# Vineyard and Wine Making



## smudges (May 2, 2013)

I am looking at a property that has an established vineyard and wine making equipment.
Since I have no idea how to look after vines and make wine, I understand that there is a practice of locals tending the vines, picking and making the wine in exchange for a share of the drinkables.
Does anyone have any experience of this? Is the equipment something that would be useful for this way of doing things? How does one find anyone to do this?
Any comments very welcome!


----------



## travelling-man (Jun 17, 2011)

We have vines on every fence and terrace and my neighbour asked if she could take the grapes in return for wine......... I told her that if she tended the vines she could take the grapes forever more. 

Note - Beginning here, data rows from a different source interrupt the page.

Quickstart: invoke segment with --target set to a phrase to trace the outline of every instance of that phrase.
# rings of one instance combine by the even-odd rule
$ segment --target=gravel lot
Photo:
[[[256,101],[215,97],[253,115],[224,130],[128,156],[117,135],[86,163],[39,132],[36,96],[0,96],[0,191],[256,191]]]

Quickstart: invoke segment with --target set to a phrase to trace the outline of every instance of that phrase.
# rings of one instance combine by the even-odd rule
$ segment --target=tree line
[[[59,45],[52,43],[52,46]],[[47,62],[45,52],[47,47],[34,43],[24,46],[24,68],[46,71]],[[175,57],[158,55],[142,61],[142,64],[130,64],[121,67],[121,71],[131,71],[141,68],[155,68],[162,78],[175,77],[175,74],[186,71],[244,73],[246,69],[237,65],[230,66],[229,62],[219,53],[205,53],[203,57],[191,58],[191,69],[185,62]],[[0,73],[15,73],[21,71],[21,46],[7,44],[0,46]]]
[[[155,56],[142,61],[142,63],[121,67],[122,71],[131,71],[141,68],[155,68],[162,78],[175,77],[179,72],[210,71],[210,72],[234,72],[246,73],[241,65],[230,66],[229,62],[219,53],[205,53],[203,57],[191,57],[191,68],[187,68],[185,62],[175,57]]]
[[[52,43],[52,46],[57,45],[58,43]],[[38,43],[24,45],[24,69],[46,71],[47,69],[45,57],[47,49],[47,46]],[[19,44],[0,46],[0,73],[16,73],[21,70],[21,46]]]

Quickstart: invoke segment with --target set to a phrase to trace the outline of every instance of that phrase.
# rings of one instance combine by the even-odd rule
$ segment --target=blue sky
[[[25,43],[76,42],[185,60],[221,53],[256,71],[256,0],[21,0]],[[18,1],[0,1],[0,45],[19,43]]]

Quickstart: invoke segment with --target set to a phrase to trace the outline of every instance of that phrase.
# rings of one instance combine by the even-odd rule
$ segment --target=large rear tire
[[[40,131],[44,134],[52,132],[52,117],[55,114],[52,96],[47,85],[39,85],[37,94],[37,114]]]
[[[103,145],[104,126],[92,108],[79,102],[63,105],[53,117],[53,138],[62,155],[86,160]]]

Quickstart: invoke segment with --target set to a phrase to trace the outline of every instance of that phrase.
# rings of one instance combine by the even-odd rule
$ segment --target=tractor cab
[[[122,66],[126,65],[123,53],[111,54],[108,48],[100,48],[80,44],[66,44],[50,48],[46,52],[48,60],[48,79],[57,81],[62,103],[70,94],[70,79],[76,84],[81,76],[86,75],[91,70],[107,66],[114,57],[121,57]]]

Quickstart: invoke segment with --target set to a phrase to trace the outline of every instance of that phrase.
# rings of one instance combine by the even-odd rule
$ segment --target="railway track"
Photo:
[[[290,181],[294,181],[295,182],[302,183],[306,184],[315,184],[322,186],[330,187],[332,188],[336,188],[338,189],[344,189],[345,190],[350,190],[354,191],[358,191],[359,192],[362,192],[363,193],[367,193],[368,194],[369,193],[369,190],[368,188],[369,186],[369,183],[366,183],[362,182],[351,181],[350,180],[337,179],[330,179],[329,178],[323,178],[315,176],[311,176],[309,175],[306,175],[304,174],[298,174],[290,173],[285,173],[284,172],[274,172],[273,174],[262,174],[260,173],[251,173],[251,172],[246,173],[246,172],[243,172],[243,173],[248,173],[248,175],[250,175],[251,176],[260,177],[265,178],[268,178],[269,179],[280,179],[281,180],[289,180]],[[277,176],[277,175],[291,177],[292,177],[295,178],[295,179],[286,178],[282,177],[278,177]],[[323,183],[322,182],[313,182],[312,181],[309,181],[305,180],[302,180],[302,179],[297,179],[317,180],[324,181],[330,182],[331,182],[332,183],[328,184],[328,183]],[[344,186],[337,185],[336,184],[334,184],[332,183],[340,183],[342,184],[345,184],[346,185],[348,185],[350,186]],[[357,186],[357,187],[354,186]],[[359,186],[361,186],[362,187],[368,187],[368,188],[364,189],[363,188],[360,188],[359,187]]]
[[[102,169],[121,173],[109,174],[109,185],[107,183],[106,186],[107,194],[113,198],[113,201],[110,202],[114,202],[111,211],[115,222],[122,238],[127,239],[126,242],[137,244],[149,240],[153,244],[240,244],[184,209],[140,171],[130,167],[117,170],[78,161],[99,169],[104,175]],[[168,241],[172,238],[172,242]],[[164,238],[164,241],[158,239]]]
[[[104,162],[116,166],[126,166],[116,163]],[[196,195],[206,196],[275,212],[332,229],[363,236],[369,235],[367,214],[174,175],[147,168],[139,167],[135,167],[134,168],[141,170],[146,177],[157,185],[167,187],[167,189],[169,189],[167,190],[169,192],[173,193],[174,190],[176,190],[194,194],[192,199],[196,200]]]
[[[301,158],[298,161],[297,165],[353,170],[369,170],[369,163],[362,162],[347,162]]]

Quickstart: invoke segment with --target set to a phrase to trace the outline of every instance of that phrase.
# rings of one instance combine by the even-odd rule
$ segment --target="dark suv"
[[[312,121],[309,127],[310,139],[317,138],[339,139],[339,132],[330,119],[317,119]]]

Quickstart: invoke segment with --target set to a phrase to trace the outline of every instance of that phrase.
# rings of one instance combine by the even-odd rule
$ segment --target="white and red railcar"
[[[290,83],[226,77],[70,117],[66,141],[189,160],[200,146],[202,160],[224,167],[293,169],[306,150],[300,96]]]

That lasted 2 years and she hasn't been back for the last 3 years so as I have no interest in making it myself and can't find anyone else willing to do it, I now 'tend my vines' with a strimmer, let my ducks eat what grapes they want and I buy my own local wine for €5 per 5 litres.


----------



## smudges (May 2, 2013)

Thanks TM.....I foresee a redevelopment of the wine vat area!


----------



## travelling-man (Jun 17, 2011)

There's several things you can do with any old barrels etc you might have hidden away & it's always worth checking out what you have there....... I found about 40 litres of Aquardente in mine & if you have the brick/rendered wine treading pits etc you can always use them for other purposes...... mine have been used for everything from straw storage to outboard motor testing tanks.


----------



## Maggy Crawford (Sep 18, 2010)

My sister and brother in law bought a property with excellent vines and all the equipment. Bob was really enthusiastic and the previous owner came back to help picking and showing him what to do. After weeks and weeks of daily stirring a huge vat it was ready for bottling. Then we sat down to enjoy the fruits of his labour and, sad to say, it really was mediocre at best. They managed to get rid of a lot of it by giving it the local festas. The following year some neighbours came and gave him a very good price for all the equipment. When good wine is available so cheaply don't even bother considering it. It's truly not worth the effort. As TM says, try letting the neighbours pick the grapes and hope for a few bottles back in exchange.


----------



## smudges (May 2, 2013)

My father used to brew wine from rosehips and apples and I know not what else. It was (to me!) undrinkable. I know the amount of effort that goes into even a small operation, so I wasn't even pondering doing it myself. Far too much effort, even though I love cooking!
I was really wondering if the locals would want to use the equipment to make all their wine (including from 'my' grapes) as I don't know how rare it is to have presses and things available.
Thanks for the thoughts, both of you....I have much to think on.


----------



## travelling-man (Jun 17, 2011)

I'd say that the majority of houses in my area at least have their own vines & wine making kit in the adega........ Mine even had something like 600 (mostly) empty wine bottles in racks all ready to be steralised & filled. 

So if anyone wants some FREE empty wine bottles you know where to come! lol

Oh & many houses also have their own stills to make Aguardente from what's left after the wine is made as well......... I gave mine away to a neighbour.


----------



## smudges (May 2, 2013)

Ah, I didn't realise that PT was full of homebrew and moonshine equipment! That solves that, then. If I go forward with that house there'll be a massive clear out!
Thanks once again.


----------